VMware’s near ubiquity magnifies the impact of even the smallest shift in strategy under Broadcom ownership. The Tuesday announcement cleared up some of the uncertainty around the virtualization software company’s near-term plans and highlighted major changes.
After a period of portfolio reassessment and customer consultation, the company prioritized simplifying its solution suite and organizational structure, narrowing its focus to “the minimal critical products,” Shenoy said.
Shenoy characterized the company’s previous suite as a sprawl of 168 different products and bundles and offers, and close to 9,000 SKUs.
“While it gave our customers choice, it made it extremely complex to understand what is the right choice,” Shenoy said. “Our job right now is to truly clean up the seams around these products and make them look, feel, act and behave like a single private cloud platform.”

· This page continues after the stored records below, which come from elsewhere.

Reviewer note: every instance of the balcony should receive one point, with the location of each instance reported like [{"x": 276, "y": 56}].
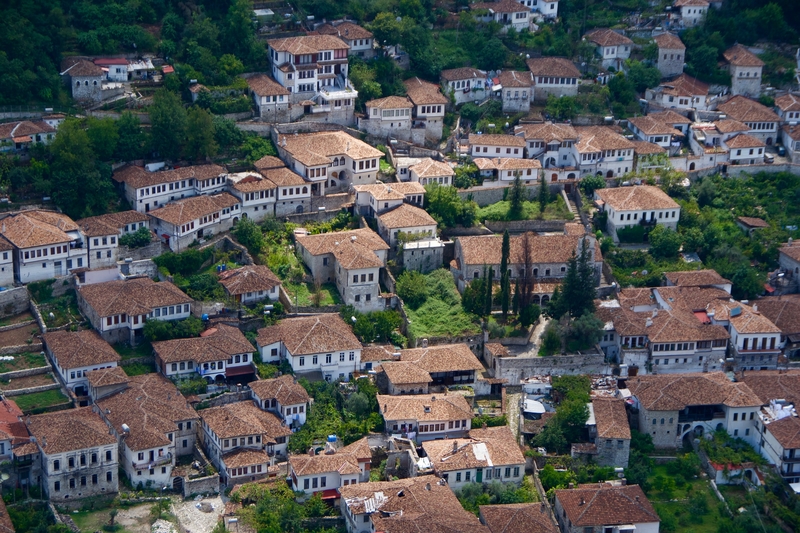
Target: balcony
[{"x": 158, "y": 461}]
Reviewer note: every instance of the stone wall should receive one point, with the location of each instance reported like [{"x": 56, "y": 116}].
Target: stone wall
[
  {"x": 14, "y": 301},
  {"x": 515, "y": 369}
]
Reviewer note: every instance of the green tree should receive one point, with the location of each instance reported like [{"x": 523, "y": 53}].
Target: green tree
[
  {"x": 200, "y": 142},
  {"x": 103, "y": 137},
  {"x": 168, "y": 123},
  {"x": 665, "y": 243},
  {"x": 412, "y": 288}
]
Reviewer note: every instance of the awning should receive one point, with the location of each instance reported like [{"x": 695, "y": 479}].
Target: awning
[
  {"x": 239, "y": 370},
  {"x": 330, "y": 494}
]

To help rationalize the portfolio, the company restructured, consolidating five business divisions into a single unit focused on delivering a “single, consistent platform,” according to Shenoy.
In addition to prioritizing the VCF large-enterprise platform, the unit will support the vSphere virtualized environment for smaller customers who don’t need a full-stack solution.

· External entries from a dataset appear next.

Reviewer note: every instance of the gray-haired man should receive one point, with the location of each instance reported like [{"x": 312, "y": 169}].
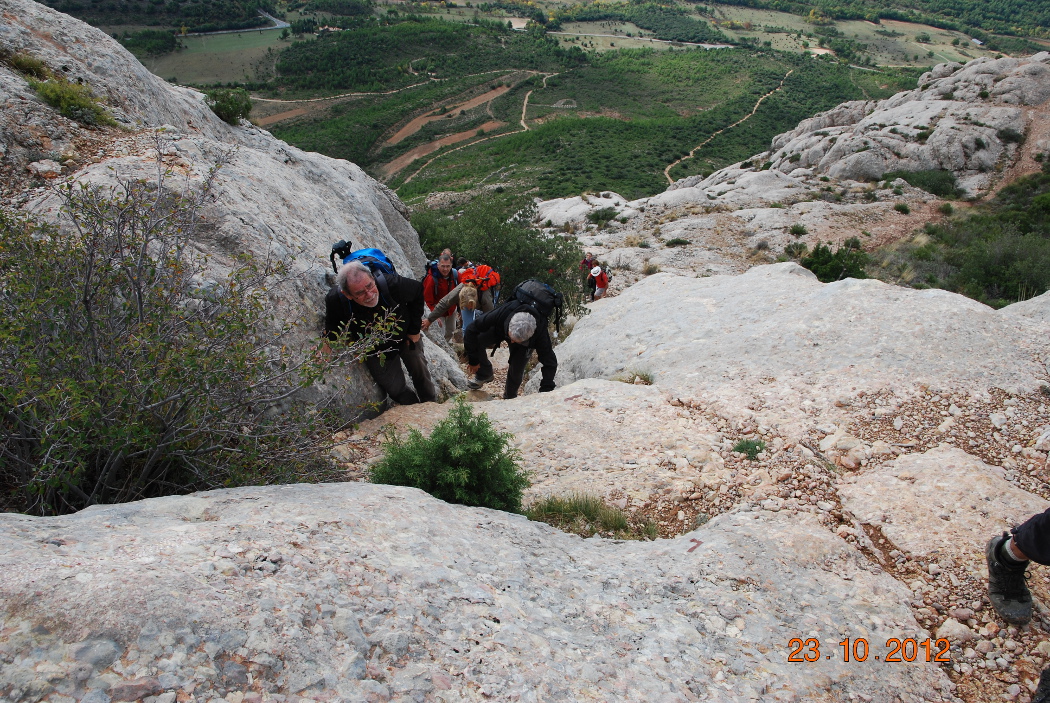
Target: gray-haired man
[
  {"x": 358, "y": 301},
  {"x": 524, "y": 329}
]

“We have drastically simplified that into what our customers truly want,” Shenoy said.
Shenoy confirmed the shift to subscription-based pricing as VMware phases out perpetual licenses, adding that the new billing model cuts VCF costs in half, to $350 per core per year from $700.
“This is the industry standard that every other infrastructure and enterprise software vendor has brought in for the last several years and VMware, when we were an independent company, was the last one to still do perpetual licensing,” Shenoy said.

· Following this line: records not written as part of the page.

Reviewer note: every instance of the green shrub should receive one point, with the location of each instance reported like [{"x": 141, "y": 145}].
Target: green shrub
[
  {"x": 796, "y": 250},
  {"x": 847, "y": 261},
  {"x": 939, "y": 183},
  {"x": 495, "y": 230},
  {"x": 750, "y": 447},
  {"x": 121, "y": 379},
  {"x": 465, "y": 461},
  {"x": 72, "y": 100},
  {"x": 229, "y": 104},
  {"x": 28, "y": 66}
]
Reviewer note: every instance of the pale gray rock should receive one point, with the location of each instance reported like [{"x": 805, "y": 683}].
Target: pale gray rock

To promote hybrid cloud interoperability, VMware has shored up its hyperscaler partnerships. The company expanded its integration with Microsoft, making VCF licenses transferable from on-prem to Azure in May, and inked a similar agreement with Google Cloud in February.
Broadcom President and CEO Hock Tan tried to quell rumors the VMware Cloud on AWS integration was ending in a May 6 blog post. While the program is ending, customers who “previously purchased VMware Cloud on AWS from AWS will now work with Broadcom or an authorized Broadcom reseller to renew their subscriptions and expand their environments,” Tan said.
Customers with active subscriptions purchased from AWS will continue receiving invoices from AWS until the end of their term, Tan said.
The AWS transition highlights the specter of instability that’s haunted the acquisition, a notion VMware is working to dispel.
Shenoy noted that the company’s leadership solicited feedback from CIOs, CFOs and CEO at over 250 global companies in the 18 months since the Broadcom deal was announced.
“We are extremely aware of the concerns our customers have in terms of this shift to move to a full stack,” Shenoy said. “We are working with them to have a phased approach so they can show the value at every part of the pace, not only to the IT side, but also to the CFO side.”